Making split lo/hi LUTs gets very verbose without </> or .lo/hibytes (Keep in mind that you can't split the address using C/C++ code, so ASM is the only way to make an optimized split lo/hi address table, so this is not a contrived example at all. I suspect this would be fairly common in real code)

; Making a split LUT table
; gnu as gets very verbose for larger tables
LoAddress:
.byte label1@mos16lo, label2@mos16lo
HiAddress:
.byte label1@mos16hi, label2@mos16hi
; ca65
LoAddress:
.byte <label1, <label2  ; < and > can be used as shorthand
.lobytes label1, label2 ; alternatively using lobytes
HiAddress:
.byte >label1, >label2
; alternative defining using define
.define AddressTable label1, label2
LoAddress:
.lobytes AddressTable
HiAddress:
.hibytes AddressTable

Can't use @mos16lo/hi for freestanding values. This came up when generating value tables (i worked around it by just making the generator code cut the hi/lo byte)

Whatever:
.byte 340@mos16hi ; Does not compile
; ca65 lets you do this though
Whatever:
.byte >340, .hibyte(340)

This issue considers only the fact that .byte <label1, <label2 doesn't work in LLVM-MOS. (Adding support for .lobytes or other constructs can be consdered separately.)

One solution to solve this would be to override .byte, .short, et cetera with our own variants which take MOS expression parsing into account.
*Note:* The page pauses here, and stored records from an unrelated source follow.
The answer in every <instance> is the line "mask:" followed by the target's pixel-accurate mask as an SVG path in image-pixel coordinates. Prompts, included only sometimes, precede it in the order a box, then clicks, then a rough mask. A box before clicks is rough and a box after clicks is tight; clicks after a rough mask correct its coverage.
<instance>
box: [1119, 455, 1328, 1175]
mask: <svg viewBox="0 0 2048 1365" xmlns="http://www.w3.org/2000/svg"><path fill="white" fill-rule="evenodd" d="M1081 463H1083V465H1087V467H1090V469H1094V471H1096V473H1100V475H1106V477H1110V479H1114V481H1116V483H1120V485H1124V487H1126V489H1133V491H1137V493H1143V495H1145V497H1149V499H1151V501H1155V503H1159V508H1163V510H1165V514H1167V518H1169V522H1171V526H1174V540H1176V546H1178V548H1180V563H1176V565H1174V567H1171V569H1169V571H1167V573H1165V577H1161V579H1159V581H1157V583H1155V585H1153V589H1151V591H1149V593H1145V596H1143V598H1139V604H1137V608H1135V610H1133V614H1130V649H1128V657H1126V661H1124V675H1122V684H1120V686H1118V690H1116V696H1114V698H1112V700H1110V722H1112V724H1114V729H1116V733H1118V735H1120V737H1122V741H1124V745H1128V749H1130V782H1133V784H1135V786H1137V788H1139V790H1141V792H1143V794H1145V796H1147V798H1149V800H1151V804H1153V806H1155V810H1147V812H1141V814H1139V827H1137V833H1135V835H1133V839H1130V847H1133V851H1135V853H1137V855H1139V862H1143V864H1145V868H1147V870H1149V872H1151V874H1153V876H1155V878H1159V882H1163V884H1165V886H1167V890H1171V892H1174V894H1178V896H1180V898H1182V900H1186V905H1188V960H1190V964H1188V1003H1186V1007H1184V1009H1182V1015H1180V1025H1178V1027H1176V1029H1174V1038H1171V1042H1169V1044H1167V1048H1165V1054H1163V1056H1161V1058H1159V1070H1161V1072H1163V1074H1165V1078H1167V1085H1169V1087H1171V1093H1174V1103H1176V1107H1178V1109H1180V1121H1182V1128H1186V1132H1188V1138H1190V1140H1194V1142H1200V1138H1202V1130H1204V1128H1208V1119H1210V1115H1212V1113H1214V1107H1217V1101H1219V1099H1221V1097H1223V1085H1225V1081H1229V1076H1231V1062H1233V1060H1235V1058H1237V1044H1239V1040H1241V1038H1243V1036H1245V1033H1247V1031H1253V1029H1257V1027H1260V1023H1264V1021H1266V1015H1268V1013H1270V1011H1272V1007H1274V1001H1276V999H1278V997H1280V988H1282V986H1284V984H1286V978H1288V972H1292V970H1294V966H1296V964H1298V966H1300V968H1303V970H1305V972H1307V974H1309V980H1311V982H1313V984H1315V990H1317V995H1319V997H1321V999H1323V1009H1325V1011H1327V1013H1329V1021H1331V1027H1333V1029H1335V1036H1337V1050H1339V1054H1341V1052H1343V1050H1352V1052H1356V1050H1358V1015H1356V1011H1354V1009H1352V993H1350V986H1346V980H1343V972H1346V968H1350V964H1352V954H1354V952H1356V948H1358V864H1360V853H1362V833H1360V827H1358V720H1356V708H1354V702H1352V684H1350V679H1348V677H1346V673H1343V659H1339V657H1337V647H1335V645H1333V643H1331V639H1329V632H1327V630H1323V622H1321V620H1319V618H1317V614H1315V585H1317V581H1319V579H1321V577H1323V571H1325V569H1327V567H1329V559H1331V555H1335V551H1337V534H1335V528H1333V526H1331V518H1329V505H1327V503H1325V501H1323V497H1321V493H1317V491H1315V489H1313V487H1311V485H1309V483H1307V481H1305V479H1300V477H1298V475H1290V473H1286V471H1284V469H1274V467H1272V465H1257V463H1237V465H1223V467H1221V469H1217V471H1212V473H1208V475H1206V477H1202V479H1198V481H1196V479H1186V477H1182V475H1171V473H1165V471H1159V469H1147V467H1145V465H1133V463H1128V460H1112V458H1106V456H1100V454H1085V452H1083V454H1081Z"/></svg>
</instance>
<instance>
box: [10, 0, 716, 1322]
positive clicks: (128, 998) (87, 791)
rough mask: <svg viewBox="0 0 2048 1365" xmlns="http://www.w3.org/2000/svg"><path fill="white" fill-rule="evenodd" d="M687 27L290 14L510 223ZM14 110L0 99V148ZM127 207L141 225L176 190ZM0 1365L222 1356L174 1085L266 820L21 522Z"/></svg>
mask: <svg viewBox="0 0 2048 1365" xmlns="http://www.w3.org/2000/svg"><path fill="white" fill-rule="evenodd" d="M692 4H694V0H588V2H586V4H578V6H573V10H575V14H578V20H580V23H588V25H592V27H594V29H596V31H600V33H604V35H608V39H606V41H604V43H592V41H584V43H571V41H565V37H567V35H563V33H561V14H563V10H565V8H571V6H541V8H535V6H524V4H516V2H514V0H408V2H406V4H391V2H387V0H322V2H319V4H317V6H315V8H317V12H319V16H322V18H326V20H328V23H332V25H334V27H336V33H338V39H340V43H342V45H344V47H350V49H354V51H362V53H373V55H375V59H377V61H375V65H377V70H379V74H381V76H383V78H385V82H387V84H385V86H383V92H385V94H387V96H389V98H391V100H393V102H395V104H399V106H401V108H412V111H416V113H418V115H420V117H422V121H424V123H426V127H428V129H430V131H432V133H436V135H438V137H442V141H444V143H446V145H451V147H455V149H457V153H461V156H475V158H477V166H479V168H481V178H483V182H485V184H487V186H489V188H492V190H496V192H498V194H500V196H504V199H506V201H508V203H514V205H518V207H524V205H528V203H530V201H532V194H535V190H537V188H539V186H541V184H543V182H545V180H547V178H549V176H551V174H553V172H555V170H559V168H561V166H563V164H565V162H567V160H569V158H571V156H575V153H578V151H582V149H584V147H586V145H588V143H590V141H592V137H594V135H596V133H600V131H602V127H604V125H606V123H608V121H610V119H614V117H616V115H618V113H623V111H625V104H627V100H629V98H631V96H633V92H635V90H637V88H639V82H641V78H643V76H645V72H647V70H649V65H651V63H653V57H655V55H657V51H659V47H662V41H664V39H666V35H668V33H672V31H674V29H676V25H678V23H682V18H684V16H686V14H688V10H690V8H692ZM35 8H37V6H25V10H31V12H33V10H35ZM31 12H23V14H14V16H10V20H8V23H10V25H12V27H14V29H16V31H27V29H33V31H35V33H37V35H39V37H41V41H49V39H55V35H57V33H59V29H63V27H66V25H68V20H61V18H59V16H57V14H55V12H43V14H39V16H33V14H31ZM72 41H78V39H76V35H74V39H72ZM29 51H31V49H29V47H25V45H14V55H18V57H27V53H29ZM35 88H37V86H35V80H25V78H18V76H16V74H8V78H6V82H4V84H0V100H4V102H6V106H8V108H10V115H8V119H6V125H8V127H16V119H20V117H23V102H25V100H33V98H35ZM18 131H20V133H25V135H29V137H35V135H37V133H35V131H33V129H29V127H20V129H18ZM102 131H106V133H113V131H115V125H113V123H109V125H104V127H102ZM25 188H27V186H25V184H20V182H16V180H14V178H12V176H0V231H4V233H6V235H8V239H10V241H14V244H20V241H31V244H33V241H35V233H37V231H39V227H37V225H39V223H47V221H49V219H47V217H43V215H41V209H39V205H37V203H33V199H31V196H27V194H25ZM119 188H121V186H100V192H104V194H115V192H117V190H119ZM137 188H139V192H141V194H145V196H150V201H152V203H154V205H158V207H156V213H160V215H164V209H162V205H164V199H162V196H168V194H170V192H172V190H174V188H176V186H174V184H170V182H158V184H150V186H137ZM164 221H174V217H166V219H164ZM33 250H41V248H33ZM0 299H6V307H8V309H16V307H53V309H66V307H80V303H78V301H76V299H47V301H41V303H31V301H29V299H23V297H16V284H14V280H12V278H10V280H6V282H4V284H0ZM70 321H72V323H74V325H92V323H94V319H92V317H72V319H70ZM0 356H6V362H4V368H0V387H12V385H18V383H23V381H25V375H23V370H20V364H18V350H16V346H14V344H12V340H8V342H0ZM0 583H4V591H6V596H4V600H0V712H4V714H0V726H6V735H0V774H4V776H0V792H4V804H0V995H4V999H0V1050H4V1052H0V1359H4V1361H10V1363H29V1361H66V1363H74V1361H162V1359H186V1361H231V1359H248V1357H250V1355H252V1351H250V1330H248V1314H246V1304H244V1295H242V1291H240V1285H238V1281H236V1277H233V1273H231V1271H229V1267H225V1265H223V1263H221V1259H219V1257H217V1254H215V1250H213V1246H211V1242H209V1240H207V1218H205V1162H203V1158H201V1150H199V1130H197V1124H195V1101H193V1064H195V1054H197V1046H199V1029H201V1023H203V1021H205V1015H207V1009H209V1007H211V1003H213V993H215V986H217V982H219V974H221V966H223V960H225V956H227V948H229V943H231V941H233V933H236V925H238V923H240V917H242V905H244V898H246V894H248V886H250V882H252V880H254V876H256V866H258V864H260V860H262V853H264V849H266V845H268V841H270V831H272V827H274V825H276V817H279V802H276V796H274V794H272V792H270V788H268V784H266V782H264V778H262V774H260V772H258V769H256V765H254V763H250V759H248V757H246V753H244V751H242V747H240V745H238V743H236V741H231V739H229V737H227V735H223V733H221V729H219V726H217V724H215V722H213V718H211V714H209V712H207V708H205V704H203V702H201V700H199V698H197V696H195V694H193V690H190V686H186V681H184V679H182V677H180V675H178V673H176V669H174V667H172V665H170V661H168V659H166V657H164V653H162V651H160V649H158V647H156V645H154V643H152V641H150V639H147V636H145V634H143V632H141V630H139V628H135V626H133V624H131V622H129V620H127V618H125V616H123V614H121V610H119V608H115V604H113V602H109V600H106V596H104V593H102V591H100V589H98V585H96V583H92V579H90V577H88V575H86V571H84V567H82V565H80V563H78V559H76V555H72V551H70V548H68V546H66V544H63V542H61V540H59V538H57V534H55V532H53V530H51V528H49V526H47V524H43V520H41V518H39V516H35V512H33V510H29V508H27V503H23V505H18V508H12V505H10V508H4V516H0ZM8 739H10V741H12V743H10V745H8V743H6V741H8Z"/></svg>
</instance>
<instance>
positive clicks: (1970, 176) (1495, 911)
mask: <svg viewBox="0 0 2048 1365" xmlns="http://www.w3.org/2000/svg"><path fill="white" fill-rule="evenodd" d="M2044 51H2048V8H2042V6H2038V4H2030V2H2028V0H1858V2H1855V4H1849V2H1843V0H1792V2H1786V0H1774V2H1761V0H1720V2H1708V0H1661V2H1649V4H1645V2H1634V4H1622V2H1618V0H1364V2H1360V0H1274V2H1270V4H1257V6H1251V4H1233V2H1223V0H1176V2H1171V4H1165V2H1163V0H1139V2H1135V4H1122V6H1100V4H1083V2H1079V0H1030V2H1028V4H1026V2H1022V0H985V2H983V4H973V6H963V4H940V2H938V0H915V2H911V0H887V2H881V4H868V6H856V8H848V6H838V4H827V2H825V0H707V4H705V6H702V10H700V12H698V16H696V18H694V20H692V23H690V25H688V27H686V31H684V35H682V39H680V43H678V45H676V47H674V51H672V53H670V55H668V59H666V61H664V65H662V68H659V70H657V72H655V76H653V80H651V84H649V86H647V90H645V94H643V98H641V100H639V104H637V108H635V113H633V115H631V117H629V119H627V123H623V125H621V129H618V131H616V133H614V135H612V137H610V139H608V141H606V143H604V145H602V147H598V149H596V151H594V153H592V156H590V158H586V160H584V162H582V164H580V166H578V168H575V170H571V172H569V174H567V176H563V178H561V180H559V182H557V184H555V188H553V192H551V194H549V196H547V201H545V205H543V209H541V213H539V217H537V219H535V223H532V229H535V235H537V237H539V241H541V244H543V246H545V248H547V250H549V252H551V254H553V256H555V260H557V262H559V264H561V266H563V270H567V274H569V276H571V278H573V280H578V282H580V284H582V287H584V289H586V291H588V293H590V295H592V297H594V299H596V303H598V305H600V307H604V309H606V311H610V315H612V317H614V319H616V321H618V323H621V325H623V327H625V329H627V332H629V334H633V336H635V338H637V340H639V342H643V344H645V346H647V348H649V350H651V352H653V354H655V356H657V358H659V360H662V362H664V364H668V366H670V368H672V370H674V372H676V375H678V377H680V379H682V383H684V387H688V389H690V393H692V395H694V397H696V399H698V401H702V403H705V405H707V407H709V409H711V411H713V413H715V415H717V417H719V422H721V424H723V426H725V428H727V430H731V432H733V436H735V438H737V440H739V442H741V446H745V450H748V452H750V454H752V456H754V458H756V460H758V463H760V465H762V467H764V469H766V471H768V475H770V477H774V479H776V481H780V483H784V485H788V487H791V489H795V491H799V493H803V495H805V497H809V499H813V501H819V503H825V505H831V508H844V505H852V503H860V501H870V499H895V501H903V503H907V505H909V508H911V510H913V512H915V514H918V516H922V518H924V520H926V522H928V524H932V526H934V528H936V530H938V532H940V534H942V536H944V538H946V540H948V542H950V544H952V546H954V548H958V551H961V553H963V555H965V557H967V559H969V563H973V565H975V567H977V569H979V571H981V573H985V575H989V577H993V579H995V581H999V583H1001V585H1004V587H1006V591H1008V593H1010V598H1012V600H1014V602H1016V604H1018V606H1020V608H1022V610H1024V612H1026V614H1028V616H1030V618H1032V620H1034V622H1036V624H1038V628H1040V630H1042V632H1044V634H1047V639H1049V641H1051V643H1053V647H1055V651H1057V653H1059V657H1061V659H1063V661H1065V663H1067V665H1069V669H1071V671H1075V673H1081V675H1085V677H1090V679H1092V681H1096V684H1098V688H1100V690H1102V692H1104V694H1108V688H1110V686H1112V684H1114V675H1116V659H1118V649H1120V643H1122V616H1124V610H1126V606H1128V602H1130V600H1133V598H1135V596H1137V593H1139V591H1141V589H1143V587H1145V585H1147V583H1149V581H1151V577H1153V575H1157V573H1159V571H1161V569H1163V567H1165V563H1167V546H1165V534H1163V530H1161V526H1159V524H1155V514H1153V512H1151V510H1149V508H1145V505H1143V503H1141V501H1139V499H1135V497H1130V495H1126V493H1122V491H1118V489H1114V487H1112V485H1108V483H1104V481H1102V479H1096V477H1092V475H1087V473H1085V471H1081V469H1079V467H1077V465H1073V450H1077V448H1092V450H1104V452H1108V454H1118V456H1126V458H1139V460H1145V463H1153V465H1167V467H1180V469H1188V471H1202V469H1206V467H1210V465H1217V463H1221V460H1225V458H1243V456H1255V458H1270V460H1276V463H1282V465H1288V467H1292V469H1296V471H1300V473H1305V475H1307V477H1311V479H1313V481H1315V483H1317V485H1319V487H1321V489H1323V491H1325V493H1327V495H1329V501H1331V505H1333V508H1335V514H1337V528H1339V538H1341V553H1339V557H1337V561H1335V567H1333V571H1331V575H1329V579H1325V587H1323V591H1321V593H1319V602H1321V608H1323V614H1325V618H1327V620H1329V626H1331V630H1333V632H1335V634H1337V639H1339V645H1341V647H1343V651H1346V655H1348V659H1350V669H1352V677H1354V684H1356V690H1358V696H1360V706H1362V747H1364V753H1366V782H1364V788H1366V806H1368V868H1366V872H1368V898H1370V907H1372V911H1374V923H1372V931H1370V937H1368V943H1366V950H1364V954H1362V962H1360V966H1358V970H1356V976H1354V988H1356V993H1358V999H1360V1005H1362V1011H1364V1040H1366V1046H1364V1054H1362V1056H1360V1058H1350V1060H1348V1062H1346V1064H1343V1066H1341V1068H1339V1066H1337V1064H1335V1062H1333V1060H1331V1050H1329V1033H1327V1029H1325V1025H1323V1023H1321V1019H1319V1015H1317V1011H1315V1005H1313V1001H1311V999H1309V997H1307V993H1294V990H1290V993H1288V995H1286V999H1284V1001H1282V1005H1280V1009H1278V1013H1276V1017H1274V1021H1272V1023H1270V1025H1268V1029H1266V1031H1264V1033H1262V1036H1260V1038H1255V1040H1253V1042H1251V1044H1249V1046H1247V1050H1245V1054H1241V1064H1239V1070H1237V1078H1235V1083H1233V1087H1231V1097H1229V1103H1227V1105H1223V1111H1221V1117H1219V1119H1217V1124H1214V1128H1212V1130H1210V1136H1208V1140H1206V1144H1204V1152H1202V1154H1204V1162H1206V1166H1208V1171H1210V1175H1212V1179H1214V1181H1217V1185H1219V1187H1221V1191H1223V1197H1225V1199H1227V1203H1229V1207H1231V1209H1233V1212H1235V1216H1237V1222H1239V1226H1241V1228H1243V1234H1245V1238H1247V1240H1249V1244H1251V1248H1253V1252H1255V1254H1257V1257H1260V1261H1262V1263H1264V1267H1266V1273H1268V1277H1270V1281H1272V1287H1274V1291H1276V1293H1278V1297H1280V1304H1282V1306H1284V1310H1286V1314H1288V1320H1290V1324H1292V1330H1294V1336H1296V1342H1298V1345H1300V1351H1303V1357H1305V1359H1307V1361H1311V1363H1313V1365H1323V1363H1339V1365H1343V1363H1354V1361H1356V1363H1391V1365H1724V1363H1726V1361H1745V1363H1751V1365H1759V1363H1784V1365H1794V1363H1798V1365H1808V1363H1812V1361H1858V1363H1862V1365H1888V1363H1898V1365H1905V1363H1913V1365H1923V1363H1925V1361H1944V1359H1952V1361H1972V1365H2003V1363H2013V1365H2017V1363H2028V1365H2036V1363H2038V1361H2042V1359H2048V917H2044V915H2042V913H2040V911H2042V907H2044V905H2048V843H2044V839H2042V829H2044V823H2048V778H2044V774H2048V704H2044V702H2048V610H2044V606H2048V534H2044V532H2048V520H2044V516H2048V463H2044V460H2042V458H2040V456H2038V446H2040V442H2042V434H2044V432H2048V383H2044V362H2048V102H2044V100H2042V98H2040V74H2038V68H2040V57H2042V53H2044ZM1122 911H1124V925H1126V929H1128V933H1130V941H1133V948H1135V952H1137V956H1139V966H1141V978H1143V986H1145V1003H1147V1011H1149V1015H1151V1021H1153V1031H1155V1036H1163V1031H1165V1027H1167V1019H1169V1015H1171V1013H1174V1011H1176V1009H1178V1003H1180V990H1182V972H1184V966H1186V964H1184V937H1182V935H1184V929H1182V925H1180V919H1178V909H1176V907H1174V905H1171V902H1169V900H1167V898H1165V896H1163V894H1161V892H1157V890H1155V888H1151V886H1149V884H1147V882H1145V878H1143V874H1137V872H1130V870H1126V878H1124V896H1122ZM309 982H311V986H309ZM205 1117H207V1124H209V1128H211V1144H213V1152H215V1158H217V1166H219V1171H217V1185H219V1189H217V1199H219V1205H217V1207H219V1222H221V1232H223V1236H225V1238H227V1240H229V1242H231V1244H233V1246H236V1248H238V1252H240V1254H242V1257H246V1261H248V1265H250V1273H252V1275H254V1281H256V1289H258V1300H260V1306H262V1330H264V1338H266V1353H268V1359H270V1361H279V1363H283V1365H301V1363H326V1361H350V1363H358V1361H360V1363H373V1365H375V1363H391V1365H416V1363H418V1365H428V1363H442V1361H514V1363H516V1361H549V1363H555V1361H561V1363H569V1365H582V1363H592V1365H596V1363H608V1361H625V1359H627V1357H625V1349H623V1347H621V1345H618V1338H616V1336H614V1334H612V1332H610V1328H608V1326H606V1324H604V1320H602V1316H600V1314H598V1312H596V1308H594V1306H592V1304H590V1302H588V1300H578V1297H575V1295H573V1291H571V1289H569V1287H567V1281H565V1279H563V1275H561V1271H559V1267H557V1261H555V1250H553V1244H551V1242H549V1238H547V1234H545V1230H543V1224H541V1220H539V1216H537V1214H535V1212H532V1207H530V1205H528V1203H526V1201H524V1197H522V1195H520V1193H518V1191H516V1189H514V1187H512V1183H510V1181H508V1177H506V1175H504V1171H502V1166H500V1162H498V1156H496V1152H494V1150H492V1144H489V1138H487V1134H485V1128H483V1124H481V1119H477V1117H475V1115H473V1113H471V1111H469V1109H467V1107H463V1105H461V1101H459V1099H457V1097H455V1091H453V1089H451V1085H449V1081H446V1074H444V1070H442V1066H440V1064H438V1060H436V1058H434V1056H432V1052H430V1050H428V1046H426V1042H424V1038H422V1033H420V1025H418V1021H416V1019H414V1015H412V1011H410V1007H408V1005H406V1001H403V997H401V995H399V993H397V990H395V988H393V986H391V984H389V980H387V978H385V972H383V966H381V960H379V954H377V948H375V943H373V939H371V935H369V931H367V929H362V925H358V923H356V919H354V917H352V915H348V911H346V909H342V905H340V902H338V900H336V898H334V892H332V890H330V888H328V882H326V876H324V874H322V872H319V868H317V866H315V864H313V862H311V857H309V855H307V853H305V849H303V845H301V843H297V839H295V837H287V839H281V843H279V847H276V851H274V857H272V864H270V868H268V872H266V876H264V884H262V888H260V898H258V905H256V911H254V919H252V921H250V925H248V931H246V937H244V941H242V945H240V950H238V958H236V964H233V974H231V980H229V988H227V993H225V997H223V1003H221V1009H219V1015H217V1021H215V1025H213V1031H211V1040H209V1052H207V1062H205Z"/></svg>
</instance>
This is the approach already undertaken by the AVR and MSP430 target backends.

Another solution would be to try and override the expression parser. Quoting @mysterymath :

Yeah, it's arguably a wart that our modifiers don't generally apply to expressions (producing relocs in instructions and appropriate directives, and producing constant evaluation effects otherwise). I'd definitely be supportive of work towards that end, assuming that it doesn't require completely refactoring LLVM's parsing/evalutation interfaces for assembler expressions.

While this would solve the problem more generally, there's at least one known caveat here: WDC syntax (which is what is being implemented as part of #456 ), as well as the ELF specification, distinguishes between modifiers when used on immediates (so lda #imm, but also .byte, .set) versus used on addresses (lda addr, but also .reloc).